Bildiğiniz gibi Yunanistan 110 milyar dolarlık kredi ile IMF ve AB tarafından ‘kurtarılarak’ piyasaların dışına çıkarıldı. Bunun karşılığında 2013 sonuna kadar giden bir istikrar programı uygulamaya konuldu. İşler planlandığı gibi giderse 2013’te Yunan milli hasılasının yüzde 150’sine yükselecek olan kamu borcunun nihayet stabilize olması ve Yunanistan’ın yeniden piyasalara dönmesi planlanıyor.
Kemerler sıkılıyor
Papadapoulos, Yunan halkının kemer sıkmaktan başka çaresi kalmadığını anladığını ve çoğunluğun reformları desteklediğini, dolayısıyla hükümetin istikrar programını sonuna kadar götürmeye muktedir olduğunu söylüyor. Öyle olsun. 2010’da bütçe açığı yüzde 9,4’e geriletilmiş. Geçen yıl yüzde 14’e çıkmıştı. Önemli bir başarı sayılır ama daha gidilecek çok yol var. Radikal bir emeklilik reformu yolda. Hükümet tam 160 meslekte (inanamadığımdan rakamı tekrarlattım) tekelci ayrıcalıklara son vermeye kararlı. Dahası kamuda ücret indirimleri başlamış durumda.
İstikrar programının hedeflerine ulaşabilmesi için en kritik unsur, geçen yıl yüzde 4 küçülen ve bu yıl da küçülmesi beklenen Yunan ekonomisinin gelecek yıldan itibaren büyümeye başlaması. Bunun için Yunanistan’ın diğer temel sorunu olan rekabet sorununu çözmesi gerekiyor. Normalde bu sorun yerli para devalüe edilerek çözülür ama Yunanistan’ın böyle bir olanağı yok. Papadapoulos zinhar eurodan çıkmayacaklarını söylüyor.
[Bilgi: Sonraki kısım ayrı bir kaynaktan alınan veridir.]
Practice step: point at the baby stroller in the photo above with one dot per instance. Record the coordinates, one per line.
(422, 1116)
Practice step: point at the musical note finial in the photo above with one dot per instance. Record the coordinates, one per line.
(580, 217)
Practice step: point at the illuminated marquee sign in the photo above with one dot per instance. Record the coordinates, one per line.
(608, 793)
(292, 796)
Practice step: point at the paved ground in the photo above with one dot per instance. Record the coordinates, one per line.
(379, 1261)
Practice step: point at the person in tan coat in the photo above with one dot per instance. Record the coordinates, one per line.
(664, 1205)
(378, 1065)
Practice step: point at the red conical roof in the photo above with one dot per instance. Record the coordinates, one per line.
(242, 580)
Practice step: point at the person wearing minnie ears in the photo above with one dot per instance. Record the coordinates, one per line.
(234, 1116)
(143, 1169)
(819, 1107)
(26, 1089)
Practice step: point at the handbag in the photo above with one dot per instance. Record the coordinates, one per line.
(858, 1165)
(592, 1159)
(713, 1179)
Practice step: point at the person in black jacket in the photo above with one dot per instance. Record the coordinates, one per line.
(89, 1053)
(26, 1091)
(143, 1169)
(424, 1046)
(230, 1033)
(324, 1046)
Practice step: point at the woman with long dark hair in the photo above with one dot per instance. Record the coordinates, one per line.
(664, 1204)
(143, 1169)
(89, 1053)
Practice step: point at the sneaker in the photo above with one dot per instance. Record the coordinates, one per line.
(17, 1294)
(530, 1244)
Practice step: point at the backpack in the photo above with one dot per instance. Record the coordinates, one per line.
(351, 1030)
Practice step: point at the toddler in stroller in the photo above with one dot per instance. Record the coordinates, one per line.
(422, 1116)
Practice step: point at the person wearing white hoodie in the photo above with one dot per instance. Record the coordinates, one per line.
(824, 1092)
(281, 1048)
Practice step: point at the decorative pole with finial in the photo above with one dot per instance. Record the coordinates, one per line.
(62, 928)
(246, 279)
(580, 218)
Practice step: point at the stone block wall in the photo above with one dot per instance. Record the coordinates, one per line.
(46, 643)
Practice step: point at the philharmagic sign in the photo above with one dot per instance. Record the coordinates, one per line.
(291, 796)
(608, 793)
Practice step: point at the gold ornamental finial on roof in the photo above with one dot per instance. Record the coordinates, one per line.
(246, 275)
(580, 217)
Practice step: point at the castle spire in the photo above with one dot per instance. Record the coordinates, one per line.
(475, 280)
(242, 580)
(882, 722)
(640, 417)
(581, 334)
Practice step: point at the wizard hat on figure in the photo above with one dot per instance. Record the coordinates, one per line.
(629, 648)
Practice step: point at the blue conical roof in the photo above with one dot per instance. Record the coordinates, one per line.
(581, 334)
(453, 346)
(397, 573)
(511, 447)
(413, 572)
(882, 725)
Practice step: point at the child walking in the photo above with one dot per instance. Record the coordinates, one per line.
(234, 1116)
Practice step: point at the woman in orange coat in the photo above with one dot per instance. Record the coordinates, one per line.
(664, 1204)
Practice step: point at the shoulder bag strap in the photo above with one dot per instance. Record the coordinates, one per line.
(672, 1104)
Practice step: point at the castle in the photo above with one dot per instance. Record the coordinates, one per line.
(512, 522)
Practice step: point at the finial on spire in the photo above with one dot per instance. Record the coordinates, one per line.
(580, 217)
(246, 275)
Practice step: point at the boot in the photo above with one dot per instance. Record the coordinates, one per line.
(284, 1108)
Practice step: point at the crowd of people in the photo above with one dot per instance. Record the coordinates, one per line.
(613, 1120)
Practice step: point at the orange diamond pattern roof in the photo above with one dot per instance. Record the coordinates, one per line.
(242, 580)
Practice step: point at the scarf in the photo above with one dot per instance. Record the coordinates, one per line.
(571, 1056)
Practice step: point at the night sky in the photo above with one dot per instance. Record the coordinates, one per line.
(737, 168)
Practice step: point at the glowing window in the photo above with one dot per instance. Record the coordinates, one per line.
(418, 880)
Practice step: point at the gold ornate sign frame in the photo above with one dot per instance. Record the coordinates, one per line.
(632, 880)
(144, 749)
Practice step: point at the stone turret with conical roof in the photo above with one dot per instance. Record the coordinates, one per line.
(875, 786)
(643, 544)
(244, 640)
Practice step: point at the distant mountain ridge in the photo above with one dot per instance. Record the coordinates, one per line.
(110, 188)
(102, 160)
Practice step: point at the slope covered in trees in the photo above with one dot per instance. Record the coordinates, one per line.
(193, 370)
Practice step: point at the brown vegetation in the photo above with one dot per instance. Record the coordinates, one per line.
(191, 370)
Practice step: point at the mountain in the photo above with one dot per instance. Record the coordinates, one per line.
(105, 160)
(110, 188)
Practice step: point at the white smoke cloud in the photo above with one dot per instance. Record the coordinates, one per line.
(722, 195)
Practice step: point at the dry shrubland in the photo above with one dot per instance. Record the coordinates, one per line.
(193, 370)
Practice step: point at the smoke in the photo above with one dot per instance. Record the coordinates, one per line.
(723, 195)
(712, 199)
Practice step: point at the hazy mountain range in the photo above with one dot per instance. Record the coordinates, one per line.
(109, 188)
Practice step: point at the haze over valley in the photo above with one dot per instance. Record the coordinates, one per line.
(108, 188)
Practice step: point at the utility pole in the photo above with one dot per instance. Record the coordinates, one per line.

Bunu Fransa ve Almanya da (şimdilik) euro sarsılır diye istemiyorlar.
Ücret deflasyonu
Bu durumda geriye tek yol kalıyor. Verimliliği arttırıcı (ve de işsizliği) reformlara devam etmek ancak bu yetmeyeceğinden ek olarak ücretleri önemli ölçüde düşürmek. Kamuda başlayan ücret indirimi devam etmek zorunda ama önemli olan ücretlerin özel kesimde düşmesi. Bu işsizlik baskısı ile mi olacak, bilmiyoruz. Papadapoulos Yunan ekonomisinin şimdiden rekabet gücü kazanmaya başladığını söylüyor. İhracat geçen yıl yüzde 7 artmış. Ancak bu artış ne ölçüde baz etkisinden kaynaklanıyor, bakmak lazım.
Diyelim ki üç yıl
daha Yunanlılar kemer sıkmaya devam ettiler ve istikrar planı hedeflerine ulaştı. Bu noktada borç oranı yüzde 150’ye ulaşmış olacağından, Yunan ekonomisinin kendi ayakları üzerinde durabilmesi için faizin yüzde 3’e kadar düşmesi, büyümenin hiç olmazsa yüzde 1-2, faiz dışı fazlanın da yüzde 2-3 seviyelerinde olması gerekecek. Almanlar kabul ederse faiz düşebilir. Ücretler yeterince düşer, bütçe dengeye gelirse, özel sektör kaynaklı büyüme de olabilir. Ama nispeten yüksek faiz dışı fazla
Yunanlıların kıyamete kadar bellerini bükmeye devam eder.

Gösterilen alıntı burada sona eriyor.